The UK response to the WannaCry attack of 2017 is a good example of this kind of joint activity. The UK was instrumental in supporting investigations and enabling hundreds of arrests as part of the Joint Cybercrime Action Taskforce. That’s why EU and UK cooperation on cyber security is vital beyond Brexit as cyber threats from hostile states intensify and increase in sophistication.
And yet, despite this, after 20 years of involvement, the UK no longer has a place on the team that manages Europol. New arrangements for a new partnership after the transition period have yet to materialise.
What are the threats to the supply chain?
Brexit will see new supplier relationships being formed, many outside of the EU. This risks disruption to the supply chain, which may well have been stable and secure for a number of years. As companies form new relationships they might find themselves more vulnerable to a cyber attack based on the levels of information assurance and security present (or lacking) in their new supply chain partners.
As a consequence, UK businesses will need to introduce and adhere to more stringent and thorough supply chain auditing processes.
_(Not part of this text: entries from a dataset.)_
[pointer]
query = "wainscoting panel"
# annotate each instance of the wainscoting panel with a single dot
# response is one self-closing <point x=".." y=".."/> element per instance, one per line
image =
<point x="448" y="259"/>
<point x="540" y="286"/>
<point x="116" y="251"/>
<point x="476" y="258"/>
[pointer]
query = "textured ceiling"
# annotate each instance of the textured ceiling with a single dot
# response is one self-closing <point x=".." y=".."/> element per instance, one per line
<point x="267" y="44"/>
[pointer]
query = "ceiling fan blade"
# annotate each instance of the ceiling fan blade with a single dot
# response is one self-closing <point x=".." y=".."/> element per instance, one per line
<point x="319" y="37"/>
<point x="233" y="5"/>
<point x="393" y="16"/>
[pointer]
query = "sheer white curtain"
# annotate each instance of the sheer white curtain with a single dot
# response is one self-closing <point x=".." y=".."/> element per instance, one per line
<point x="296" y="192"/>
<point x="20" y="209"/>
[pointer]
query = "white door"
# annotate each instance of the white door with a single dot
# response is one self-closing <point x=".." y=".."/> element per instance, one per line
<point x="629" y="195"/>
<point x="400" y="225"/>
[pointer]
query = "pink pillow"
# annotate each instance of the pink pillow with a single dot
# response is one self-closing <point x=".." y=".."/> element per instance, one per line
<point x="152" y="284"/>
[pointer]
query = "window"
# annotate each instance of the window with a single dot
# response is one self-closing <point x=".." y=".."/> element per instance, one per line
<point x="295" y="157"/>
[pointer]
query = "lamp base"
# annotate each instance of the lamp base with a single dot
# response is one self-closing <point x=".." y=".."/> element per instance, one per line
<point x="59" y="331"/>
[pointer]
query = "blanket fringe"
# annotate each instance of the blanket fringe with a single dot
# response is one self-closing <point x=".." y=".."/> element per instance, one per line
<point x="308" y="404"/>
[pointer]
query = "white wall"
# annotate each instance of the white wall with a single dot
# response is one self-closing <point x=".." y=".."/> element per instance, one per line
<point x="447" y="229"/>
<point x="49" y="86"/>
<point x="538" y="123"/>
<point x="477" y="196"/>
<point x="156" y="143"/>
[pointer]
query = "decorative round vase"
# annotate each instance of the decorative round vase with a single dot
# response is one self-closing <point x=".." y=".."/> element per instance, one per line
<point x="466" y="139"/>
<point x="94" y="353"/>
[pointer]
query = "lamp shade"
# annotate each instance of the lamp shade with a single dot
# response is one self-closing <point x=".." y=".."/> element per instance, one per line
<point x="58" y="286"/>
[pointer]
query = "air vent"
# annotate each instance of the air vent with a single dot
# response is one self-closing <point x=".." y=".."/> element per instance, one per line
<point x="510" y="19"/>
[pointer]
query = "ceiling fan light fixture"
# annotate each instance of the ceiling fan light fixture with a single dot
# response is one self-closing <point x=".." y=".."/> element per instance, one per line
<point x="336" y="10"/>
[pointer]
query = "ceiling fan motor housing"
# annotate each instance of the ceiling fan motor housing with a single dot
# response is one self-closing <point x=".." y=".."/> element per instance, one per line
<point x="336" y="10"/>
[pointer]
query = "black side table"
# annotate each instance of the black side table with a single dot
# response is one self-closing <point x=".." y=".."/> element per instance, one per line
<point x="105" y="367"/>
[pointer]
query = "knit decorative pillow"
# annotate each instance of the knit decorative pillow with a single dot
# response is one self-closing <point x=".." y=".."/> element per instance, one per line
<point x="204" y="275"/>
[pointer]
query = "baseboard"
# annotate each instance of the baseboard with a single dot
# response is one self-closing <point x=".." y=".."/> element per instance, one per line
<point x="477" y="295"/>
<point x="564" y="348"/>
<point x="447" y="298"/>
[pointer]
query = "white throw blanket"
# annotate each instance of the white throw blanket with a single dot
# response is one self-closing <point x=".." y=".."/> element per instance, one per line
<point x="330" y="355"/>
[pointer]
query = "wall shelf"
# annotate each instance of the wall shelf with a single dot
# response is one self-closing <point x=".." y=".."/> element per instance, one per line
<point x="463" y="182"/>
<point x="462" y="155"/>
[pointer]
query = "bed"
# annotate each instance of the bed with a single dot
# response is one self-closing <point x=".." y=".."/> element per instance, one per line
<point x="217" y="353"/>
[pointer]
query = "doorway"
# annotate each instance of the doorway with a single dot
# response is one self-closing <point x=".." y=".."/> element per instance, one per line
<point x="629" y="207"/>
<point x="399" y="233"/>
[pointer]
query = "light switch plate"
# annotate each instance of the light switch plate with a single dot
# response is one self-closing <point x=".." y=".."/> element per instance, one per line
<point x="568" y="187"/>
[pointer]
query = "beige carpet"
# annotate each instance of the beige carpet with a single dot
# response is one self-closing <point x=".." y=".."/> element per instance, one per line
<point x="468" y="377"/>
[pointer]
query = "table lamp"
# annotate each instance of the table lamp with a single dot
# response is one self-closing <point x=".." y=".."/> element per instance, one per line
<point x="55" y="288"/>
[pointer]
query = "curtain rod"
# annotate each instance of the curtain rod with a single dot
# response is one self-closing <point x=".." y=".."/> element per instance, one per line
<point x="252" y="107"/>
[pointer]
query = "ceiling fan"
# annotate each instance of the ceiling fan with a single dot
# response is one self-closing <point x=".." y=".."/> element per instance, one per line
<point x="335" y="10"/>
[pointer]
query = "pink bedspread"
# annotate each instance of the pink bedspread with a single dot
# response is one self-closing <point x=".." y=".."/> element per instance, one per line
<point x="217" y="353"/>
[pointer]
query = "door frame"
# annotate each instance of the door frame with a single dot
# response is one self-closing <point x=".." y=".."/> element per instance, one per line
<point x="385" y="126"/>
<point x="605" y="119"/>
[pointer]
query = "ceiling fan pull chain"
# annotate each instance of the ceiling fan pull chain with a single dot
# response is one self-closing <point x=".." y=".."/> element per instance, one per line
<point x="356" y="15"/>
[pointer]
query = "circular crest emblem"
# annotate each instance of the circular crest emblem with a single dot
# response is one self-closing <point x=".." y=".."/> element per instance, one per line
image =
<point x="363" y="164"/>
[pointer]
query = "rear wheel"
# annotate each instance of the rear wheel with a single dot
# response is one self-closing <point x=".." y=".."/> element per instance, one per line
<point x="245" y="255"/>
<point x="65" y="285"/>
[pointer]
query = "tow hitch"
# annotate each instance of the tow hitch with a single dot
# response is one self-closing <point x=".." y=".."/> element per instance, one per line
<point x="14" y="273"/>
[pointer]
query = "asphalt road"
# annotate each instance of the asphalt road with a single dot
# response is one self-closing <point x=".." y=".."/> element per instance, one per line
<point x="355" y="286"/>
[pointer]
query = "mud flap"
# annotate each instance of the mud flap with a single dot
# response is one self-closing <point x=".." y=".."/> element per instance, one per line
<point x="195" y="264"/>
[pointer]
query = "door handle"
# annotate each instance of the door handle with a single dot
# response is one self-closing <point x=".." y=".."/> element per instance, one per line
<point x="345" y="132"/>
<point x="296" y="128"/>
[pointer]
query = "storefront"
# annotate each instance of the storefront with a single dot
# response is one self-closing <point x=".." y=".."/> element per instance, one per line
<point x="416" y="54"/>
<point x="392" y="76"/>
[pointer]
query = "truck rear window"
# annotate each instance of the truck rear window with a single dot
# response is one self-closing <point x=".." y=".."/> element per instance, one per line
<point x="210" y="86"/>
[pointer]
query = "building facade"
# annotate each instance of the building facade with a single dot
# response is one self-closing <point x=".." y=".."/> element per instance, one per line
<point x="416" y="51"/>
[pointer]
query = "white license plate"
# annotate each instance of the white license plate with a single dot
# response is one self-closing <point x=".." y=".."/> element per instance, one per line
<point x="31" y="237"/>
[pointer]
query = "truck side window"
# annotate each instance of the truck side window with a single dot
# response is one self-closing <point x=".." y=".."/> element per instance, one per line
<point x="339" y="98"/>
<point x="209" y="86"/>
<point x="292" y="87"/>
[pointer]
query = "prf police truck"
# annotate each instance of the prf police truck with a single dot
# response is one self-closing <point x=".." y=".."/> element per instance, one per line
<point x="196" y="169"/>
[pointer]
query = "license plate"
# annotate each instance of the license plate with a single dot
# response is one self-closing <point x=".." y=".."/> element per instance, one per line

This will require checking that potential new suppliers have robust security processes and tools in place and can comply with industry standards and regulations.
In the December 2019 election, the UK government pledged to “Get Brexit Done” and we have now left the EU. Will we be more or less safe on our own?
If effective cyber security safety comes from cooperating with other countries and having the required skills present within our own country, – cyber security post-Brexit would seem to be at greater risk unless a new arrangement or “partnership” can be found.
While the legislative issues would seem to be in place, at least in the transition period, a post-Brexit UK may struggle to defend itself from cyber-attacks if cooperation with EU agencies and data security authorities declines, along with the levels of security present in the supply chain.
And, on the topic of new deals post-Brexit, let’s not even mention the decision to allow Huawei access to 35% of the UK’s 5G network. So, when it comes to cyber security, Brexit certainly isn’t “done” yet.